One of the best aspects of the book gets noted in Montefiore’s “Acknowledgements and Sources,” part of the introductory matter. He writes, “I have drawn on much neglected material on all the tsars’ reigns, mostly primary documents, some unpublished, many published in historical journals in the nineteenth century.” (pp. xxix–xxx) In later reigns, he draws heavily on diaries and personal correspondences of the principals, such as the roughly 3000 letters between Alexander II and Katya Dolgorukaya, the mistress who became his second wife. “Few historians have worked on this extraordinary trove and none has read it all, partly because the letters were for a long time in private hands and returned to the Russian archives relatively recently.” (p. xxx) He has delivered great historical spadework, and I am sure that there are revelations for people more versed or more invested in the Romanovs than I am.
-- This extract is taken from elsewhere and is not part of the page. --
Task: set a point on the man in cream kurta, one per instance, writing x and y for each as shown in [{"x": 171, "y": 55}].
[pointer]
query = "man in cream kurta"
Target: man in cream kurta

Montefiore’s writing is never less than engaging, but for all that he says he aims to write character studies of all of the Romanov rulers by the end I was left mostly with the chapter titles for some of them — “Jupiter” for Nicholas I and “Colossus” for Alexander III — and a sense of a swirling mass of detail involving courtiers, favorites and rivalries among the nobility. Montefiore writes that he also wants to chronicle the senior noble families — such as the Sheremetevs, Gorchakovs or Dolgorukovs — who influenced Russia and tried to steer the dynasty to their own favor through the centuries, but this thread largely escaped me as I read through the lives of the emperors and empresses. Russia’s history outside the confines of the imperial family also takes place largely off the page. I am sure this was deliberate and served to keep the page count down to a manageable 657, not counting introduction and endnotes, but it leads to a narrative that sometimes feels shorn of context. (The last three pages concern Vladimir Putin, and they are ill-considered, particularly in regard to peoples who were formerly subject to Moscow.) The individual details and incidents related in the book are vivid, but in contrast to Montefiore’s first book about Stalin, there was not an overarching argument that stood out for me. Unless it’s that many of the Romanovs were terrible people, all of them profiting from and dedicating their lives to upholding a terrible system. With that, I fully agree.